Who Are The Buyers For Privately-Held Companies
Most owners of small and medium-sized businesses do not think about exiting their business nor do they plan for that inevitable day. They enjoy their work and their lifestyle. Many of them do not even realize that their business may be an attractive acquisition target.
If you have been thinking about selling, this article will help you see your company as a potential acquirer might see it. Understanding who the buyers are and their respective acquisition criteria equals better preparedness when the time comes to sell. Having realistic expectations and understanding the factors that drive value in the marketplace will further bolster an owner’s readiness for a successful sale. Proper valuation and presentation to the most likely buyers is crucial to achieving a sale for the best price in the shortest time frame possible.
There are three main categories of buyers of privately-held small to midsize businesses: The Individual Buyer, The Investment Buyer, and The Strategic Buyer. Each category has distinctive characteristics and motives for making an acquisition. The price each is willing to pay is directly proportional to their motive.
The Individual Buyer represents the largest number of prospective buyers for small to midsize privately-held businesses. Target companies typically have gross revenues between $200,000 to $3 million. Why? Enterprises with gross revenues under $200,000 do not provide sufficient net earnings and those with revenues over $3 million become difficult for individuals to obtain the level of financing required and to compete with the other categories of buyers.
Most Individual Buyers seek enterprises that have full-time employees or management in place, documented operating procedures, a diversified customer base, verifiable financial records, and net earnings at least similar to their most recent salary with an upside potential for growth. These qualifiers give Individuals confidence in the business’ continuity and stability. Employees who can run daily operations is more appealing than a business that is highly reliant on the owner’s presence or is dependent on the owner’s personal relationships with customers.
While Individual Buyers may not always know the latest techniques for valuing businesses, they are capable of determining if the business makes enough money to earn a livable salary, pay the debt service on the new loan to purchase the business, and provide a reasonable return on their investment. These factors are the ultimate test to see if the price and terms of the deal make sense.
One of the major market shifts for privately-held companies has been the growth in the number of Private Equity Groups over the last decade, they number in the thousands.
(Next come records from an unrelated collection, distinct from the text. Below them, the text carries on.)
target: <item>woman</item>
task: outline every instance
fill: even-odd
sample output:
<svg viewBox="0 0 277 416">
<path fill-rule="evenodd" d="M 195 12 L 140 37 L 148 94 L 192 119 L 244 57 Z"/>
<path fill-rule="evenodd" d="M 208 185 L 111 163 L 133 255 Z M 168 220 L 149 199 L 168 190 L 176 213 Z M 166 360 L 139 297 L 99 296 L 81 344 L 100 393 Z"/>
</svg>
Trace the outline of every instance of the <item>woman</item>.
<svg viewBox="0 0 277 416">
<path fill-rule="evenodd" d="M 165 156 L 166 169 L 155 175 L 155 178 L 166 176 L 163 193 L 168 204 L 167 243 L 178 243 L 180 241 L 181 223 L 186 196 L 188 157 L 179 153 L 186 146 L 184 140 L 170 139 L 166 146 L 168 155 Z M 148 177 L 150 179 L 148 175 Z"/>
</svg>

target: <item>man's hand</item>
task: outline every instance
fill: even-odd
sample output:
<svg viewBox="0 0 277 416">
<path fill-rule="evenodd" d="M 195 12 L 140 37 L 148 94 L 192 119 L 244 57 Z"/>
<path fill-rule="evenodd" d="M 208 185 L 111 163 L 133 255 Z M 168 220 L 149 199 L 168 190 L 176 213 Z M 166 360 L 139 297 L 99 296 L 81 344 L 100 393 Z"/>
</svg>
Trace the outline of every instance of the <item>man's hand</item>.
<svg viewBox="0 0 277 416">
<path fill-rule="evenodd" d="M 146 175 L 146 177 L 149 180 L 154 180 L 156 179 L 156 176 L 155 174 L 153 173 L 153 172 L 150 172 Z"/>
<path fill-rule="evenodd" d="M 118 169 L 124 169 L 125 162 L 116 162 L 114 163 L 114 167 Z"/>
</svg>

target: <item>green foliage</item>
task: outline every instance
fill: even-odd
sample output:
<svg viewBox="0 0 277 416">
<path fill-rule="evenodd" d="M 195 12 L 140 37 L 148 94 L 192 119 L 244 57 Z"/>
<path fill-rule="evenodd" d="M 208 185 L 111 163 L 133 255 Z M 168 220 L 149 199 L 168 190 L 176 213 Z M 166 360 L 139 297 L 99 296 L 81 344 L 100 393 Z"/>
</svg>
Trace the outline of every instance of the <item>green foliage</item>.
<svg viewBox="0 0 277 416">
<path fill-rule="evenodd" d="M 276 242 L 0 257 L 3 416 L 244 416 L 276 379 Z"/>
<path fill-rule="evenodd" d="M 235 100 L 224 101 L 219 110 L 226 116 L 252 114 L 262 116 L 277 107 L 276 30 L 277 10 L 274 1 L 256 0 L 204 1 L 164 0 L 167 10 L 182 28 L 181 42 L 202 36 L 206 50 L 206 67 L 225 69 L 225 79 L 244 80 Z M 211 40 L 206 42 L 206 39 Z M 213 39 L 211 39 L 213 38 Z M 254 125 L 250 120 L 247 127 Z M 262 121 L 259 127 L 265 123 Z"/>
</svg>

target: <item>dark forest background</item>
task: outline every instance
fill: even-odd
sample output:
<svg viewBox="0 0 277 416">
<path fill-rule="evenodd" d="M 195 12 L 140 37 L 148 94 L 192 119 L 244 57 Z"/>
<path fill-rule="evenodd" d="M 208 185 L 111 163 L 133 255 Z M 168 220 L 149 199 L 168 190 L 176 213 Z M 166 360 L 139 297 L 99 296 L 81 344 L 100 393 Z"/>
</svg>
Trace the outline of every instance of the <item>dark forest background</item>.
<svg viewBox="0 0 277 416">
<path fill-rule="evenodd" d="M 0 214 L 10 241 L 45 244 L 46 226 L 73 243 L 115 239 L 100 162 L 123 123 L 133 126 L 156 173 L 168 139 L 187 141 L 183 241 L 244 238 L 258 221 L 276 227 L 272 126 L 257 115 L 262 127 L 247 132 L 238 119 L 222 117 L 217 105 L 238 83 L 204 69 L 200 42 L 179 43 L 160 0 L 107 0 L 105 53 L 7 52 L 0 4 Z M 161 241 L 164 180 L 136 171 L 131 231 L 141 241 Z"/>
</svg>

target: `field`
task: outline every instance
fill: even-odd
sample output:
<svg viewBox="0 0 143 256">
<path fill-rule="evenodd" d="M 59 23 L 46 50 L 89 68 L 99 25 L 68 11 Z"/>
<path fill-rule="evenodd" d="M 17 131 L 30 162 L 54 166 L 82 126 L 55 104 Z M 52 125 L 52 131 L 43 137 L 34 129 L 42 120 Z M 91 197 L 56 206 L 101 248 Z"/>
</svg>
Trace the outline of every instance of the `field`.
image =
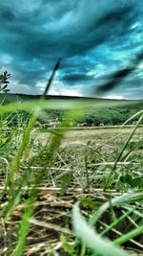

The Investment Buyer’s primary goal is to acquire a company, grow it, and then cash out, usually within five to seven years through either selling the business to a public company or taking the business public themselves. They are primarily influenced by return on investment and prefer to invest in companies with gross revenues in excess of $5 million with superior profit margins. Their targets usually have a unique business model with a sustainable and defensible market niche and position. Other traits that appeal to the Investment Buyer are strong growth opportunities, a compelling track record, a deep management team, low customer concentrations, and insulation from or a strategy to deal with import competition.
The Strategic Buyer is usually a larger company in the same industry, a competitor, or a business in a neighboring industry that could capitalize on the strengths of the company. Their targets are businesses that would compliment their own and that by combining the two would create a synergy of operations resulting in lower costs, new customers, and other advantages. Strategic Buyers are the most likely to pay more than other types of buyers because they gain a variety of financial benefits and quick business growth.
Synergy means that by joining the two companies will produce more, or be worth more, than just the sum of their parts. Here’s a simplified example: a large real estate company purchases a mortgage company. It can now use its existing customers (those who buy homes) and offer them the mortgage funds to finance their purchases. The benefits of this type of acquisition help both companies be more competitive and profitable.
Generally, Strategic Buyers target companies that have gross revenues in excess of $2 million, offer unique market share not readily available to their own company, such as opening in a new market not previously served or obtaining product lines and/or services not previously provided, but synergistic to their own customer base. Target companies will be especially attractive in industries where economies of scale are possible whereby the acquiring company can obtain significant post-deal expense savings, such as elimination of dual facilities, support staff, or other overhead expenses.